All about housing: Labor versus the Coalition’s policies

What Labor says

Aussies will be able to buy a home with a deposit of just 2% as part of Labor’s equity scheme, which will cut the cost of buying a home by up to 40% for 10,000 people a year. 

Labor will also make properties cheaper by building social and affordable housing using a $10 billion fund to construct 30,000 homes for families doing it tough, as well as those fleeing domestic violence, and frontline workers like police, nurses and cleaners.

What the Coalition says

First home buyers will be able to invest up to 40% of their superannuation (to a maximum of $50,000) to help with purchasing a property under the Coalition’s new Super Home Buyer Scheme. 

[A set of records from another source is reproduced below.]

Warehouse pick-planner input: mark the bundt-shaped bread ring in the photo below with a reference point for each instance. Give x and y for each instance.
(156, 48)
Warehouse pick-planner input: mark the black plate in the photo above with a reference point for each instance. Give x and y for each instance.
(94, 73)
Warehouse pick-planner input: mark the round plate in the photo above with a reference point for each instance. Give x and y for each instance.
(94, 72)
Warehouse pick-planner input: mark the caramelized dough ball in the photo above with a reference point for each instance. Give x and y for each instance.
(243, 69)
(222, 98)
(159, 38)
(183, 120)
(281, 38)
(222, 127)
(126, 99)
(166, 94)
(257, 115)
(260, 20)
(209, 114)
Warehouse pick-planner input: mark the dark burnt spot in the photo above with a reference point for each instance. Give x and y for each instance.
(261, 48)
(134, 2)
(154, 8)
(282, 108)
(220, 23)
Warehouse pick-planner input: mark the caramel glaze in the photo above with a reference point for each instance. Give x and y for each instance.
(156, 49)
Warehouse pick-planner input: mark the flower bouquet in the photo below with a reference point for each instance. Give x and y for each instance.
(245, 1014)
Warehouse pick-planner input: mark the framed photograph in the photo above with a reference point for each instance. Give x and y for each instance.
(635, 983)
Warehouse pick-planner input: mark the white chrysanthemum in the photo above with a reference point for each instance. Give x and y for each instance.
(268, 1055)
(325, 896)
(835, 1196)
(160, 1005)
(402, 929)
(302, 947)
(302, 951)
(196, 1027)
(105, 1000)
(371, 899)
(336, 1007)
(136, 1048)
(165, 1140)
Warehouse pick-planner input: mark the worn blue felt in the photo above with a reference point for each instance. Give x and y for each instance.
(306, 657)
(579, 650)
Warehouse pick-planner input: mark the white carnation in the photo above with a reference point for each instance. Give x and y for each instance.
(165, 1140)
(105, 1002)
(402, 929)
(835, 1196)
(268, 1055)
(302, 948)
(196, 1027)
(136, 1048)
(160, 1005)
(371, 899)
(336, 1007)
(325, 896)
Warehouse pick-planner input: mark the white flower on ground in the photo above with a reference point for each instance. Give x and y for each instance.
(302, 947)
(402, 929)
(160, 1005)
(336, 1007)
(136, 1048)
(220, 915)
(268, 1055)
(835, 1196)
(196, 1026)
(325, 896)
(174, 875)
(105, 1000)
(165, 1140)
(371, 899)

It will also lower the age that Aussies can downsize their properties (and invest up to $300,000 into their super fund from the proceeds) to 55 years old. 

An extra 25,000 first home buyers will be able to access the Coalition’s popular Home Guarantee Scheme that allows people to buy with a deposit of as little as 5%.

Extra places will also be set aside for regional home buyers and single parents. 

What an independent financial expert says about the Coalition’s Super plan

While residential housing is a necessity and should really just be somewhere to live, in Australia it has become an investment class over the past few decades. Aided by loose lending, tax breaks, short term opportunistic pollies trying to get elected and falling interest rates over the past 12 years, affordability has never been worse.

So is the policy to allow 1st home buyers the opportunity to raid their retirement savings a good solution?

The short answer is no. There are two sides to consider – supply and demand. If you increase demand (allowing $50k to be withdrawn for a deposit), then prices will simply increase by $50k. And you have sabotaged your retirement after 60. Most economists would agree. Perhaps they’re just trying to pick up a few young votes who think it sounds like a good idea?

The other crazy thing is that as part of this ‘plan’, they are suggesting that ‘oldies’ sell their homes and downsize so they can put more into super. Ironic, isn’t it! They can sell their home so they can top up their tax free super and so their kids can raid their retirement to buy an overpriced one.